Prep your skin for spring
As warm weather finally arrives, it is tempting to expose pale limbs to the sun's caressing rays. But do you really dare to bare without good skin care?
As warm weather finally arrives, it is tempting to cast off winter woollens and expose pale limbs to the sun’s caressing rays. But take a good look first. Do you really dare to bare?
Winter’s effect on skin is not a pretty one. Extreme temperatures, dry indoor climates, and stodgy diets can leave skin dull, blemished, scaly, and blotchy—all the way from flaky scalps to cracked heels.
So how to prepare for spring’s revealing shorts and sleeveless tops? Follow a three-step process of cleansing, rejuvenating, and protecting. Here’s how.
Skin offers protection from the elements and helps eliminate toxins—except when it’s muffled in layers of winter clothing.
“One of the things we want to do as we move into spring is exfoliate and slough off some of the dead skin,” says Dr. Wendy Smeltzer, the medical director for a Calgary-based spa. “A really good medical exfoliant is a good way to start.”
Remove dull, dry skin with a gentle facial cloth or, on the body only, a loofah or scrub—or even splurge on a mild chemical peel.
Clean from the inside out
It’s not just the surface of the skin that needs a spring cleaning. After months of winter feasting, the whole body needs a detox.
“The dermis is fed by the blood vessels, and that’s where the nutrients go. By only putting products topically on the epidermis, you never get down to that level,” explains Corina Crysler, the executive director of a Toronto-based nutracosmetics company.

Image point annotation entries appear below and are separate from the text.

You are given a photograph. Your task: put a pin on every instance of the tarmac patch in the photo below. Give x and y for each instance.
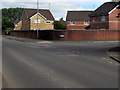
(44, 42)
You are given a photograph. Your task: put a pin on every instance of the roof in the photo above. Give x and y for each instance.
(104, 9)
(78, 15)
(44, 12)
(16, 22)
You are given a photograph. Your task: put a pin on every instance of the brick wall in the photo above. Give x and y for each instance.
(78, 25)
(70, 34)
(97, 24)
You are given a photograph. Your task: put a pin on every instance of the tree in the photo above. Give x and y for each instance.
(58, 24)
(9, 16)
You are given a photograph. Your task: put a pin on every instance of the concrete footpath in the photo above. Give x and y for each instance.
(115, 53)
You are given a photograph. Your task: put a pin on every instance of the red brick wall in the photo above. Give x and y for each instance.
(70, 34)
(98, 24)
(77, 25)
(114, 20)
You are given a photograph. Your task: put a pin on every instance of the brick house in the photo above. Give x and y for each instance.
(18, 25)
(77, 19)
(33, 20)
(106, 17)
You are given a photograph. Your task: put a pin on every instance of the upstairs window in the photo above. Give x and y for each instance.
(103, 18)
(72, 22)
(86, 22)
(37, 21)
(93, 19)
(48, 22)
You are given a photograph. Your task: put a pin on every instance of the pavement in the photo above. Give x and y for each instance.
(58, 64)
(115, 53)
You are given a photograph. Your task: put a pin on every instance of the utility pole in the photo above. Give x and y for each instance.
(37, 19)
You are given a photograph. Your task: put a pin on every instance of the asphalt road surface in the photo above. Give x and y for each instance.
(58, 65)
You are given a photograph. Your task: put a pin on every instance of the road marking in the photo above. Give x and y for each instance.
(44, 42)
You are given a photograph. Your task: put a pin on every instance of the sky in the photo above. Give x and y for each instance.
(58, 8)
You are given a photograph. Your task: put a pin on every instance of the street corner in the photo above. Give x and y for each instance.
(114, 53)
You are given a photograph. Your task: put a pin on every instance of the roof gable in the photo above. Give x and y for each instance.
(78, 15)
(46, 13)
(104, 9)
(39, 15)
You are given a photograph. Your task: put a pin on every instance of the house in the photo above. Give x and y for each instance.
(34, 19)
(18, 25)
(77, 19)
(106, 17)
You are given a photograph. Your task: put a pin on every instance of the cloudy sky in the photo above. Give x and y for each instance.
(58, 8)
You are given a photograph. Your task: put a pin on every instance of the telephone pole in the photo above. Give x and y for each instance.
(37, 19)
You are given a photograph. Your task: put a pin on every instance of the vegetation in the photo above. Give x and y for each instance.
(9, 16)
(58, 25)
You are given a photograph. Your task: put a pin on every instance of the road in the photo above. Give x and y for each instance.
(79, 64)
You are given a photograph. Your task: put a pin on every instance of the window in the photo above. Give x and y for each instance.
(37, 21)
(72, 22)
(103, 18)
(93, 19)
(86, 22)
(48, 22)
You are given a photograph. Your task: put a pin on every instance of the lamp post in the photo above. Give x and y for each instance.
(37, 19)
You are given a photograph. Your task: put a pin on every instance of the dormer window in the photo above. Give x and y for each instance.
(37, 21)
(72, 22)
(103, 18)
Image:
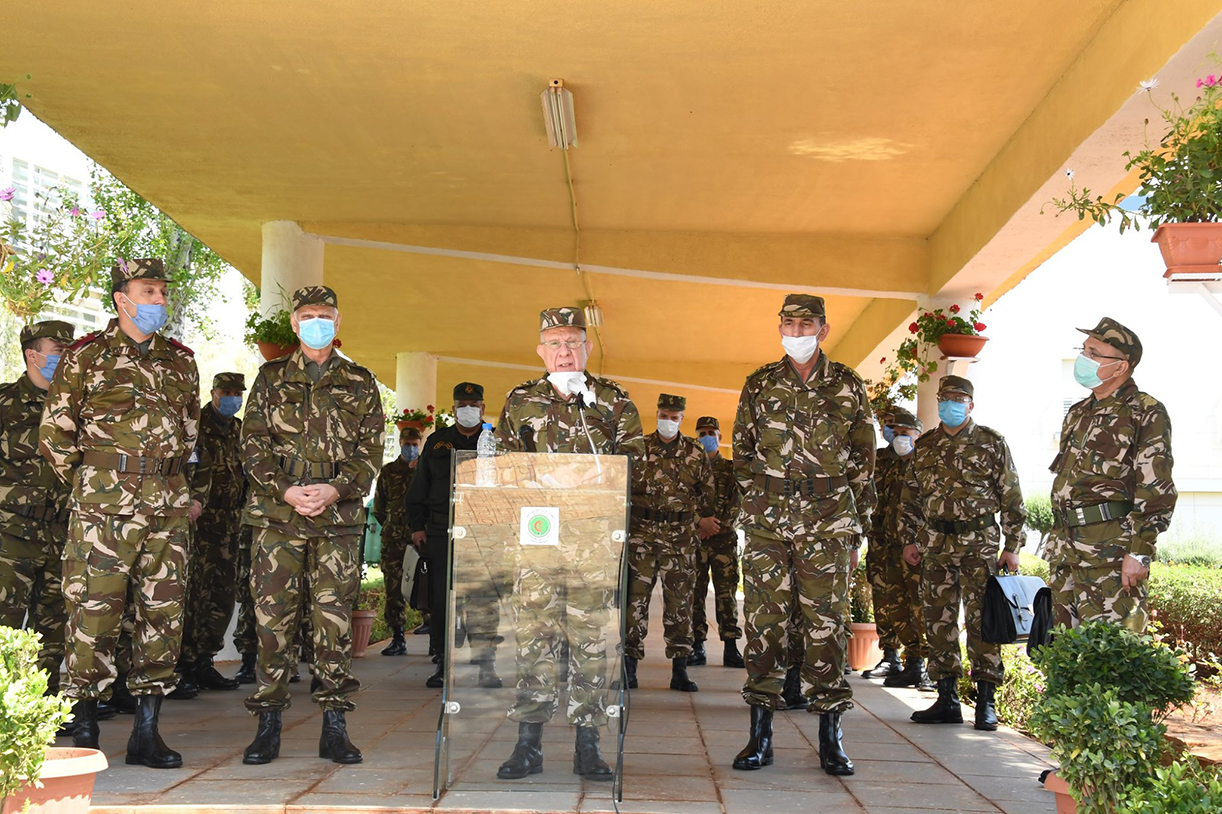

Crysler recommends a supplement such as broccoli seed extract to purge “the excessiveness of winter,” the culprit behind end-of-season blemishes.
Good nutrition is important for skin. But, Crysler explains, the food we eat doesn’t contain enough active ingredients to create dramatic skin care improvements. That’s why it helps to take supplements of the antiaging antioxidants found in blueberries, cranberries, and pomegranates.
Perhaps the most effective is vitamin C, which helps create collagen to build skin’s elasticity and reduce free radicals that can lead to wrinkles.
Slather on some C
Vitamin C has also proven effective when applied topically. Dr. Smeltzer says, “My key regimen as we come into spring is exfoliation followed by a vitamin C serum to reduce UV damage.”
Other “cosmeceutical” ingredients that have been shown to reverse signs of sun damage include idebenone, coenzyme Q10, hesperidin, retinol, and hydroxy acid. Look for them when you shop for a moisturizer to help replenish your dehydrated skin.
The sun is necessary for survival, but its ultraviolet rays are also skin’s biggest enemy. Skin is particularly sensitive to UV in springtime.
Build tolerance to the sun by taking photo-protective supplements such as lycopene and beta carotene.
Always use a sunscreen of at least SPF 30, Dr. Smeltzer says. “We’re not just talking about preventing sunburn; we’re talking about preventing skin damage from that UV exposure. That’s probably the most critical thing we can do as we move into spring.”
Only then will you be ready to shed your winter carapace and embrace the glories of spring.